RUTE SERRA |
Todos os anos a história repete-se. O abandono das nossas gentes das zonas rurais, e por conseguinte dos trabalhos duros e precários (precário por precário, antes o de secretária), tem motivado, para fazer face às campanhas agrícolas sazonais, elevados fluxos migratórios de mão-de-obra intensiva. São trabalhadores provenientes do espaço europeu, nomeadamente Roménia e Bulgária, mas também de países em vias de desenvolvimento, como Nepal, Bangladesh, Índia, Paquistão. São livremente explorados: até aqui, não existia legislação específica que acautelasse a sua dignidade, e portanto assistimos vezes de mais, a situações criminosas por tráfico de seres humanos, para exploração laboral e outra criminalidade conexa. Sim, em pleno séc. XXI. E sim, em Portugal.

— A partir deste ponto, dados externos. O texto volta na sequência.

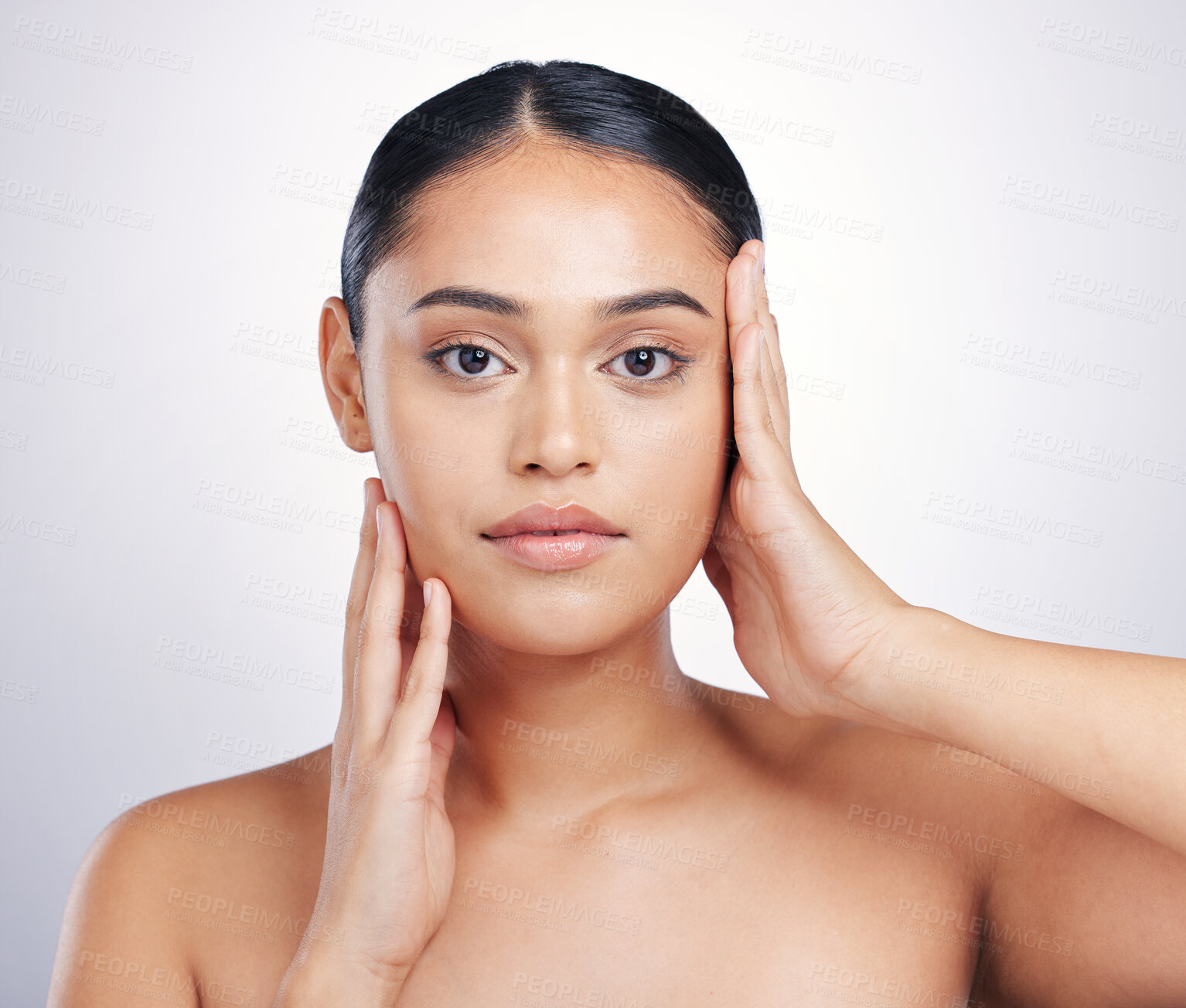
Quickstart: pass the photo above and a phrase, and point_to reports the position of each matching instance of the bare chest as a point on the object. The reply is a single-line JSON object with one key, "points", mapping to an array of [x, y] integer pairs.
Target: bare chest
{"points": [[606, 917]]}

Desde os anos 30 que a Organização Mundial do Trabalho (OIT) demonstra preocupação com a problemática em torno dos trabalhos forçados. Desde 1956, que Portugal é signatário da Convenção nº 29 da OIT, sobre “trabalho forçado ou obrigatório” o que não impede que, de acordo com o Índice Global de Escravatura, publicado em 2014, pela Walk Free Foundation, se estime a existência, em território nacional, de cerca de 1400 pessoas escravas.
Frequentemente estes trabalhadores são rotulados não como vítimas de crimes, mas como ilegais que escapam à malha jurídica sobre migração. O sucesso das operações dos órgãos de polícia criminal e das autoridades fiscalizadoras esbarram amiúde nas intrincadas cadeias de contratação e subcontratação de mão-de-obra, diluentes das responsabilidades sociais e laborais, nomeadamente em matéria fiscal e contributiva.
Dentro de 30 dias entrará em vigor a Lei nº 28/2016 de 23 de agosto, que altera o Código do Trabalho e dois regimes jurídicos específicos, promulgada pelo Presidente da República, com renitência, mas em concordância quanto ao objetivo invocado pela Assembleia da República.
Precedeu a este passo importante, uma querela, inevitável, em conformidade com a velha clivagem social, entre confederações empresariais e representantes dos trabalhadores. Isto porque não é por ambos defensável a utilidade da, agora prevista, responsabilização de toda a cadeia de contratação, ao longo da qual se verifica – e isto é um facto - a exploração indevida.
Durante anos, as naus coloniais beberam léguas e léguas de mar, com guarnições de escravos economicamente viáveis. Hoje, existem pessoas, forçadas por outras, sempre com o mesmo objetivo (que ao longo dos séculos, afinal, não desvaneceu, apenas se transformou), forçadas a aceitar todos os termos e condições, de transporte e de trabalho. De tal modo é grave este fenómeno, que o tráfico de trabalhadores é o terceiro maior negócio do crime organizado.
Defender os direitos humanos, passa também por travar este combate.